Я сначала недоумевал - чем живут эти люди, от которых все отворачиваются, товар которых находится в полном презрении и его никто не покупает?

Но скоро нашел; именно тогда, когда этот парень шел за мной несколько улиц, переходил мостики, дожидался меня у дверей магазинов, ресторана и, в конце концов, заставил купить эти намозолившие глаза венецианские открытки.

- Ну, черт с тобой, - сердито сказал я. - Грабь меня!

- О, руссо… очень карашо! Крапь.

- Именно - грабь и провались в преисподнюю. Ведь ты, братец, мошенник?

- Купаться, - подтвердил он, подмигивая. Замечательно, что венецианцы знают одно только это русское слово и употребляют его в самых разнообразных случаях.

У Крысакова, по обыкновению, своя манера обращаться с этими надоедливыми комарами.

Он мерно шагает, не обращая ни малейшего внимания на приставания грязнорукого, темнолицего молодца, нагруженного пачками открыток и альбомов. Тот распинается, немолчно выхваляет свой товар, забегает спереди и сбоку, заглядывает Крысакову в лицо, - Крысаков с каменным, сонным лицом шагает, как автомат. И вдруг, среди этой болтовни и упрашиваний Крысаков неожиданно оборачивается к преследователю, раскрывает сомкнутый рот и издает неожиданно такой пронзительный нечеловеческий крик, что итальянец в смертельном ужасе, как бомба, отлетает шагов на двадцать. У Крысакова опять спокойное каменное лицо, и он равнодушно продолжает свой путь.

Мифасов, наоборот, враг таких эксцентричностей. Разговор его с этими паразитами - образец логики и внушительности.

- Cartolina postale! - в десятый раз ревет продавец.

- Милый мой, - оборачивается к нему Мифасов. - Ведь мы уже тебе сказали, что нам не надо твоих открыток, зачем же ты пристаешь? Когда нам будет нужно, мы сами купим, а пока - настойчивость твоя останется бее всякого результата.

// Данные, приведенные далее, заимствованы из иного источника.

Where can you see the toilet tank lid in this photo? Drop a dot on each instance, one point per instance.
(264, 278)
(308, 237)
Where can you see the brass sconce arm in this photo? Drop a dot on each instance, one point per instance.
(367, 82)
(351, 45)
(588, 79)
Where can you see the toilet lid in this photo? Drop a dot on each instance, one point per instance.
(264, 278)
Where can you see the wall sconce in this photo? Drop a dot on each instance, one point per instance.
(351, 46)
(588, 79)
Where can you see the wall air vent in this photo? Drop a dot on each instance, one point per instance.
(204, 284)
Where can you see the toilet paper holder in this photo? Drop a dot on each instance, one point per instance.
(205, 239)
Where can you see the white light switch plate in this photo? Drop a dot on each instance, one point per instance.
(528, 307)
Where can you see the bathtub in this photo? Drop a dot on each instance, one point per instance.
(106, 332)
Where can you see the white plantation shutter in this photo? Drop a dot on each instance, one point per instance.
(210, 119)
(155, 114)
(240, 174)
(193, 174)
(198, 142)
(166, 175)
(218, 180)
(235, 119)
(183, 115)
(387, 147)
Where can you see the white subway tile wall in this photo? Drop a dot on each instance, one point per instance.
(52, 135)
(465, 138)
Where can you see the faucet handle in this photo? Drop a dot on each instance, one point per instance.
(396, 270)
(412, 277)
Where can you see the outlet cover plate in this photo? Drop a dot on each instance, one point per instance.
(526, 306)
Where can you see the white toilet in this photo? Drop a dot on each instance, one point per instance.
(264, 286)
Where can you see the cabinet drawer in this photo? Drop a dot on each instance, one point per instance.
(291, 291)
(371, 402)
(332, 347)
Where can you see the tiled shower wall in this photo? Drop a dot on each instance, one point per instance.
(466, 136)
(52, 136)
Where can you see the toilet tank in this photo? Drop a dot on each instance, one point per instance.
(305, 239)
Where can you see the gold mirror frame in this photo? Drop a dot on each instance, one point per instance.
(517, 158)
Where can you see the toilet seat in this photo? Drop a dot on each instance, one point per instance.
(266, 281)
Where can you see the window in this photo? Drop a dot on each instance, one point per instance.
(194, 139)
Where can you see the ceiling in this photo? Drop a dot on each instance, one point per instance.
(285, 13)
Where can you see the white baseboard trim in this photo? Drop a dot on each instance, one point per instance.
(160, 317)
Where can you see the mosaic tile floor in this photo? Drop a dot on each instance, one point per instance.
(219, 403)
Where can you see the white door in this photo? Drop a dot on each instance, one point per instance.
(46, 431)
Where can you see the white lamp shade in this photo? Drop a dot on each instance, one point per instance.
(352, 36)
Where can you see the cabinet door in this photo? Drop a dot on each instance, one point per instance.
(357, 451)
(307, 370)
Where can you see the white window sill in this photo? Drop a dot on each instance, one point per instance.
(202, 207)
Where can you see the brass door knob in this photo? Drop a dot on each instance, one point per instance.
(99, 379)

У каждого свой характер. Сандерс и здесь остается Сандерсом.

- Carrrrrtolina postale!!!

Сандерс останавливается и начинает аккуратно пересматривать все открытки. Он берет каждую и медленно подносит ее к близоруким глазам. Пять, десять, двадцать минут…

- Нет, брат. Плохие открыточки.

Умирающий от скуки итальянец рад, наконец, когда эта пытка кончается, хватает забракованные открытки и удирает в какую-нибудь щель, чтобы прийти в себя и собраться с духом.

Когда мы подъезжали к Германии, Крысаков лаконично сказал:

- Тут пьют пиво.

И мы, покорные обычаям приютившей нас страны, принялись поглощать в неимоверном количестве этот национальный напиток.

В Венеции, едва мы переоделись после дороги и спустились на еще не остывшую от дневного зноя пьяцетту, Крысаков потянул носом воздух и сказал:

- Жареным пахнет. Вы спросите, что здесь пьют? Вино. Кьянти.